Kangaroos can eat down to the ground layer of vegetation so that it is no longer able to provide food and shelter for small animals such as reptiles, insects, frogs and ground-feeding birds, and this can lead to a decline in the population of those species and localised extinctions. From that point of view, the government policy is then to undertake a conservation cull.

The way the numbers are determined—going to your question of where the advice came from—is that ecological staff in the Environment and Sustainable Development Directorate undertake a survey of existing kangaroo populations. They then match that against the calculated quotas of the carrying capacity of the various sites. Allowing then for population growth and breeding patterns, a final number is determined. A number is then sent to Territory and Municipal Services, to the Parks and Conservation Service, who then operationalise that and make a plan based on the initial advice from ESDD. That is how the final number is reached.

I can inform the house that the cull will start shortly. The Canberra Nature Park has seven areas that will be closed each night from 5.30 pm until 6 am the following morning, and that will be from Friday, 7 June until Wednesday, 31 July. That is to ensure that the staff conducting this activity can do so with safety, both for their own safety and for the safety of the public. Notices will be put at the entrance of the Canberra Nature Park in the affected units, and that should ensure that this is undertaken in a safe and responsible way.

It being 3 pm, questions were interrupted pursuant to the order of the Assembly.

Appropriation Bill 2013-2014

[Cognate bill: Appropriation (Office of the Legislative Assembly) Bill 2013-2014]

Debate resumed from 4 June 2013, on motion by Mr Barr:

That this bill be agreed to in principle.

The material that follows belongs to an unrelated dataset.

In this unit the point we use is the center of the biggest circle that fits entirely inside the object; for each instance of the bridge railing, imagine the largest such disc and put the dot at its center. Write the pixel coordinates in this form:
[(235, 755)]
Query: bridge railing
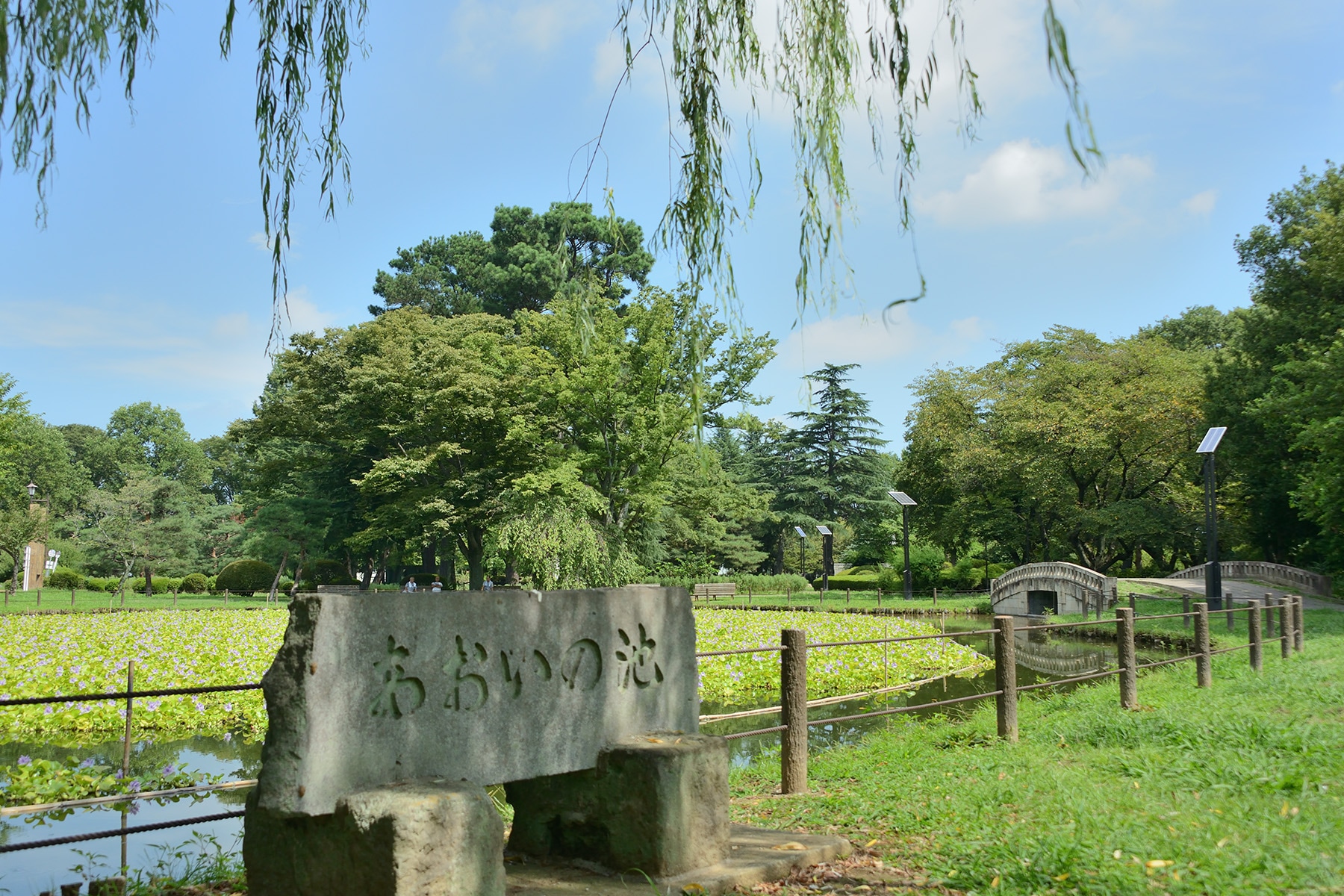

MADAM SPEAKER: I understand it is the wish of the Assembly to debate this bill cognately with executive business order of the day No 5, Appropriation (Office of the Legislative Assembly) Bill 2013-14. That being the case, I remind members that in debating order of the day No 4, executive business, they may also address their remarks to executive business order of the day No 5.

MR HANSON (Molonglo—Leader of the Opposition) (3.00): Too often in contemporary politics, particularly for an opposition, the focus is on the negatives. It almost has to be and almost always is. Governments must be scrutinised, they must be accountable. That is the role of oppositions, and it is a role that is particularly necessary as governments become lazy, arrogant, aloof and accident prone.